Simplify. Simplify. Simplify.
A common reason artists want to quit art, especially early on is that they are trying too many mediums and feeling like they aren’t succeeding at any of them. There’s nothing wrong with trying different mediums to see which one you like best, but for some, this will just cause you to feel more overwhelmed. If you still don’t want to limit yourself to just one, pick the top 2 or 3 that have been resonating with you and stick with those. By focusing on less, you will narrow your focus and be able to make a steady progression forward.
Don’t Make Destructive Comparisons
We’ve all been jealous of another artist’s work, but this can be a harmful emotion if it leads you to give up something that should bring you joy. It goes without saying that everyone is different, so why put so much pressure on yourself to be at the level of someone who might have twice the amount of experience as you do? At the end of the day, there’s no overarching art council out there that are judging you. You only harm yourself and your progress forward when you make unhealthy comparisons with your work. Instead, try to find a way to set goals that are realistic for you. If you can find a way to turn your jealousy into inspiration, you and your art will be better for it in the end.
Give Yourself a Break
You wouldn’t wake up tomorrow and expect to be an Olympic level athlete when you’ve never trained for it, so why would you expect to be an accomplished artist when you’ve only just begun a new medium? Even if you aren’t a beginner, so what? We are all our own worst critics so keep that in mind when you are setting the bar so high for yourself even birds would turn away. Maybe giving yourself a break means actually taking a break from art. The key here is a break that is temporary not quitting altogether. Sometimes taking some time away from something can remind you of why you loved it in the first place. Don’t be afraid to take that time to reconnect to your passion for art.
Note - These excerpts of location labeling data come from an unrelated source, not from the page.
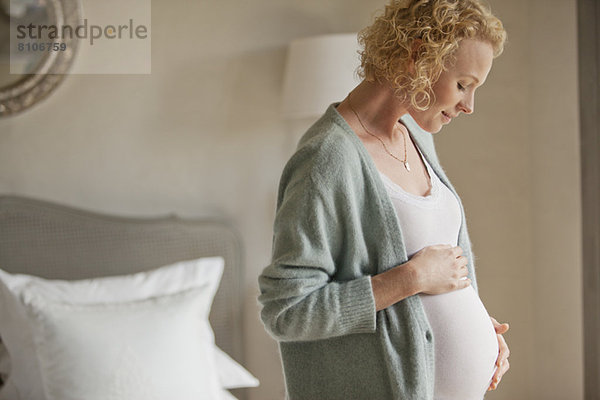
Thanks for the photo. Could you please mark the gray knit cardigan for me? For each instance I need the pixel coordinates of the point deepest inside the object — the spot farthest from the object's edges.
(335, 227)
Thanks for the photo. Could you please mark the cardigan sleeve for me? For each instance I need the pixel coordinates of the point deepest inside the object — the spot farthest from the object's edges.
(301, 298)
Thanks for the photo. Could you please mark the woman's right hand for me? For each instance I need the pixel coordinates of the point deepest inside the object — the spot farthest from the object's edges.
(440, 269)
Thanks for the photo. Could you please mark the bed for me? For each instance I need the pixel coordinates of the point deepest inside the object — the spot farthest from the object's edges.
(53, 241)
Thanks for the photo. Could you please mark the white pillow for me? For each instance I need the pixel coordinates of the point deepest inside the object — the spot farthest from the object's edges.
(153, 349)
(231, 374)
(25, 378)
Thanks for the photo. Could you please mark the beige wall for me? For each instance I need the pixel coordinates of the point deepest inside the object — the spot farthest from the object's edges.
(202, 135)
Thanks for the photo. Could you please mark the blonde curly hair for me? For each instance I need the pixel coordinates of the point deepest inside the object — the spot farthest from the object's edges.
(428, 32)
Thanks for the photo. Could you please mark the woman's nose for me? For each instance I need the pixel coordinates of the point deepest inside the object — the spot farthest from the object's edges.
(467, 106)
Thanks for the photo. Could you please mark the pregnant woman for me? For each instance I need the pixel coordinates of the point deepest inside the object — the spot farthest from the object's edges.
(371, 291)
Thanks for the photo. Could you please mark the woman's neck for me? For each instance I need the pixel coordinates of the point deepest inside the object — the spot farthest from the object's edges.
(376, 107)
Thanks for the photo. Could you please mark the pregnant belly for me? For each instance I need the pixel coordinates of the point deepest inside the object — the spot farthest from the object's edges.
(466, 347)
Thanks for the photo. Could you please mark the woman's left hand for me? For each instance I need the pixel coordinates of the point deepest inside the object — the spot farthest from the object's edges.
(503, 353)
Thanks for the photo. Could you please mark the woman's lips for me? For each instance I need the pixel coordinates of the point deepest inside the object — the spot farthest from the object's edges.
(447, 118)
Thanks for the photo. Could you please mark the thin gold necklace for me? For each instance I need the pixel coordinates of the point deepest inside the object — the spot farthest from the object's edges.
(405, 161)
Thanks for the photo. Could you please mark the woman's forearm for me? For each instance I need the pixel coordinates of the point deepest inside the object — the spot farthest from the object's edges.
(394, 285)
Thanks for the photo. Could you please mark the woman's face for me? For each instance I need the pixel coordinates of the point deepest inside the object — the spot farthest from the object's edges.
(455, 89)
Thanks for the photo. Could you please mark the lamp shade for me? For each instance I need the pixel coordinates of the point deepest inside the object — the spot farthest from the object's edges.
(319, 71)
Lastly, remember that no matter how you are feeling, that you are not alone. Everyone has moments of struggle and feeling discouraged about where they are at with their work. If art is something that truly brings you joy inside, don’t give up. This period of self-doubt will eventually pass with courage and time. You may even find yourself one day having the career of your dreams.
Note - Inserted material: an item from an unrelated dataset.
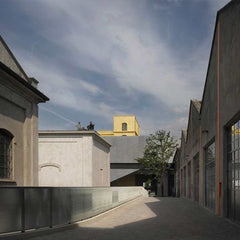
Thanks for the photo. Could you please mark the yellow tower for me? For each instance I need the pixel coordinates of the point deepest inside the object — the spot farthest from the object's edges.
(126, 125)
4 thoughts on “Never Give Up”
This all applies to writing as well. I’ve learned (mostly) to rein in my desire to write EVERYTHING (articles, web content, stories, novels, non-fiction) to focus on fiction. I still compare myself to others (so hard not to do, but I’m getting better at it). And any time away from the keyboard does leave me recharged to get going again!!
That’s awesome Tammie! I totally think this is a problem for a lot if creatives not matter what type of “art” you are creating. So much of yourself and your passion goes into it, it’s hard not have those feelings I think. One thing I should have also included in the article was building a community of other creative you trust as a support system. That can work wonders too for growth and confidence.
True. I tend to get too focused on my work and resist making an effort to reach out to others.
I think everyone does. I mean our world isn’t really designed to promote in person socializing anymore. Of course there are online/social ways but I often find the way people type can be misconstrued if they aren’t proficient with their tine and word choices so I can see why that can be an obstacle too.